Unexpectedly nice case of auto return type

H. S. Teoh hsteoh at quickfur.ath.cx
Tue Dec 3 17:45:27 UTC 2019


On Tue, Dec 03, 2019 at 03:19:02AM -0700, Jonathan M Davis via Digitalmars-d-learn wrote:
> On Tuesday, December 3, 2019 3:03:22 AM MST Basile B. via Digitalmars-d-
> learn wrote:
[...]
> > [...] maybe we should be able to name the type of null. I think this
> > relates to TBottom too a bit.
> 
> There isn't much point in giving the type of null an explicit name
> given that it doesn't come up very often, and typeof(null) is quite
> explicit about what the type is.

Just add this line somewhere in object.d and we're good to go:

	alias Null = typeof(null);

:-)


[...]
> As for TBottom, while the DIP does give it a relationship to null,
> they're still separate things, and giving typeof(null) a name wouldn't
> affect TBottom at all.
[...]

We need to tread carefully here, because of the unfortunate conflation
of top and bottom types we inherited from C in the form of the keyword
`void`, which greatly confuses the issue.

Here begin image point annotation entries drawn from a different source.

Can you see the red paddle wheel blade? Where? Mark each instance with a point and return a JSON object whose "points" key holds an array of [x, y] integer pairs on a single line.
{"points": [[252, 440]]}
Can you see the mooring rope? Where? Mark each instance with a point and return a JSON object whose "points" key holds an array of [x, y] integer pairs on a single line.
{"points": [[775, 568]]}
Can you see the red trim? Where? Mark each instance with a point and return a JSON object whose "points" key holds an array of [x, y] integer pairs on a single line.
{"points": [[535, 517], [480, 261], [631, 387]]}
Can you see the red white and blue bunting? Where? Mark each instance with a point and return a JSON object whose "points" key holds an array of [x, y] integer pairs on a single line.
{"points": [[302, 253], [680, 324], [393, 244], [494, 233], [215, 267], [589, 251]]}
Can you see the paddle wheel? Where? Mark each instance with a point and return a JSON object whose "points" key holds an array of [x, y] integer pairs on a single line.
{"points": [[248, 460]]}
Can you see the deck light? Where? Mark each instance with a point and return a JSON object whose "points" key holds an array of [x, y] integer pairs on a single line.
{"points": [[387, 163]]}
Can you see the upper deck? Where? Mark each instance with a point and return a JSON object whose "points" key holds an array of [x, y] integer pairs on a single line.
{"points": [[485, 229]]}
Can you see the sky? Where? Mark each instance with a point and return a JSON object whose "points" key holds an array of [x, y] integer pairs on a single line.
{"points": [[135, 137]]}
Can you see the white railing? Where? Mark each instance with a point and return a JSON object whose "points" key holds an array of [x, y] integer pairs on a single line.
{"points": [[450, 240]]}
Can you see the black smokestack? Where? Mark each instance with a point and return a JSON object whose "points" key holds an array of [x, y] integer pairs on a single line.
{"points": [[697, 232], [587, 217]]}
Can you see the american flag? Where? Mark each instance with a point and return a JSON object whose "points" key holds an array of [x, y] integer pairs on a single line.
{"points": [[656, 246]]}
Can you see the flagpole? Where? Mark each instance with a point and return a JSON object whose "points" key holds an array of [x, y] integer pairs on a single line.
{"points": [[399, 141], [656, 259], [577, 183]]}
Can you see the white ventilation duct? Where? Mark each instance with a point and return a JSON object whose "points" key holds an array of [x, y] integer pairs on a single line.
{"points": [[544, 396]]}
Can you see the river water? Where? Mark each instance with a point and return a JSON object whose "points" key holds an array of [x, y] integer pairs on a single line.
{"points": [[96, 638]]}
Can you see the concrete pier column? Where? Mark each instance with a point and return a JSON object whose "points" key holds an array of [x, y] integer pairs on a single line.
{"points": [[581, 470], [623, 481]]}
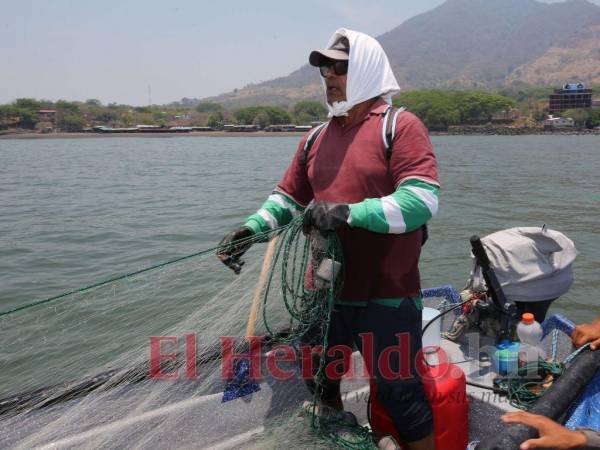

The thing is, `void` means "no return type" (or "no type" in some
contexts), i.e., void == TBottom in that case.  However, `void*` does
NOT mean a pointer to TBottom; rather, it's a *top type* that includes
pointers of every kind (this can be seen in the fact that any pointer
implicitly converts to void*).

I.e., the relationship between `void` and `void*` is NOT the same as the
relationship with `T` and `T*` for any other T.

This unfortunate overloading of `void` to mean both top and bottom types
in different contexts misleads many C (and D) programmers into the wrong
understanding of what a bottom type is (or what a top type is), and how
it should behave.


T

-- 
The problem with the world is that everybody else is stupid.